This report, the 12th installment in a series devoted to revolutionizing detention programs and practices in America, tells the stories of two initiatives: The success of a local effort to make smarter decisions about reducing detention center populations and the unequivocal failure of a subsequent drive to expand those achievements statewide. Paired together, these opposing outcomes serve as a cautionary tale—and underscore the unique obstacles and opportunities associated with multi-site reform.

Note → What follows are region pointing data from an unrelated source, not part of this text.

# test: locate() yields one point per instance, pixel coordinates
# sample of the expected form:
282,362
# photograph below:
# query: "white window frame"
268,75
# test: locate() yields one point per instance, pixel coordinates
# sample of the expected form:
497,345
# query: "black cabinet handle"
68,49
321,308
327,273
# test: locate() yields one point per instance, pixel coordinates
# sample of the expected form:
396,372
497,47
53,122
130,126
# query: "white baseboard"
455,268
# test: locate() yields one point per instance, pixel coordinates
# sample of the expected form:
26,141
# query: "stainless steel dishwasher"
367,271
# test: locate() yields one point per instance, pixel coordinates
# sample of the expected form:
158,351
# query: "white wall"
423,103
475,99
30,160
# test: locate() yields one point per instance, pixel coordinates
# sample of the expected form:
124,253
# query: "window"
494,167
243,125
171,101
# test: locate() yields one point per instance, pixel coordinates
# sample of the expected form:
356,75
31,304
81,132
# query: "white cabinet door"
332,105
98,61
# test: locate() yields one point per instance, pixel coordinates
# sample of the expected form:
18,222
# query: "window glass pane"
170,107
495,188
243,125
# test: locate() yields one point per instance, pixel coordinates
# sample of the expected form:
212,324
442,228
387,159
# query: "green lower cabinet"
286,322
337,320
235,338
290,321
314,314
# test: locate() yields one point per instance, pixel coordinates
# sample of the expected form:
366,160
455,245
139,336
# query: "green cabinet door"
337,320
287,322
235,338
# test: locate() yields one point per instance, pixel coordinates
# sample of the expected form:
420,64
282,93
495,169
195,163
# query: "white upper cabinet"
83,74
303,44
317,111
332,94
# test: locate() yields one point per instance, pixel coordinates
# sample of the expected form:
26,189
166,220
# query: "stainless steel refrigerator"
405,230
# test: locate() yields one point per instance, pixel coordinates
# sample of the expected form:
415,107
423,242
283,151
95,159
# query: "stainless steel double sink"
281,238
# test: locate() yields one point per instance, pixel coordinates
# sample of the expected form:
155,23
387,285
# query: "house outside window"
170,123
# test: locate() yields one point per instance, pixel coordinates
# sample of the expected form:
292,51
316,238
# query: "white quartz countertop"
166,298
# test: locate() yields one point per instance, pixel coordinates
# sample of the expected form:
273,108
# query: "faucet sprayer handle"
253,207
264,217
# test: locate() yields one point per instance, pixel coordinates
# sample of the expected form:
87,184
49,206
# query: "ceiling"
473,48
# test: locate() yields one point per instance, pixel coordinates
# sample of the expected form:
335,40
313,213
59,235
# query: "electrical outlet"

Identifying the reasons the Broward Detention Initiative succeeded
Findings & Stats
The 1994 Juvenile Justice Reform Act had one clear mission: Protect public safety. It authorized the creation of new detention beds while expanding who was eligible for confinement and how long they could be detained. Just four years earlier, however, lawmakers had greenlit a drastically different plan. They had voted to shrink detention center populations, narrow eligibility criteria and invest in alternatives to confinement as part of a concerted effort to put the safety and wellbeing of children first.
Need Isn’t Enough
Experts selected all 3 FDI sites because their facilities were overcrowded and their programs lacked detention alternatives. In essence, each location was in desperate need of reform. Post-initiative, these same experts recommend taking a more comprehensive approach — and considering factors such as stakeholder commitment, inter-agency partnerships and staff turnover rates — when selecting sites for reform.
A Broken Tool
Florida developed and instituted a statewide risk-assessment tool. In theory, this sounded like a great move. In practice, the tool was deeply flawed. Problem No 1: Politics — and not scientific evidence — shaped the tool’s creation. Problem No 2: No local input meant no local investment in the final product. As a result, the tool ultimately failed to fulfill its one and only purpose, which was to aid officials in making objective admissions decisions while easing overcrowding concerns.
A Frustrating Finish Line
At the end of the FDI, the detention centers in Orlando, Hillsborough and Marion were operating well above capacity and detaining more juveniles than just four years prior. Even worse, these sites had made little to no gains in developing non-secure detention alternatives.
Statements & Quotations
Broward was ready. It had the political will to institute change, key stakeholders on board to plan and implement solutions, and committed, indigenous leadership to spearhead the reform effort.
Successful reform initiatives depend on political and organizational environments that are receptive to change.
Juvenile detention initiatives are highly sensitive to the external political environment. The difficulty and complexity of exporting a reform to another place and in another time should not be underestimated.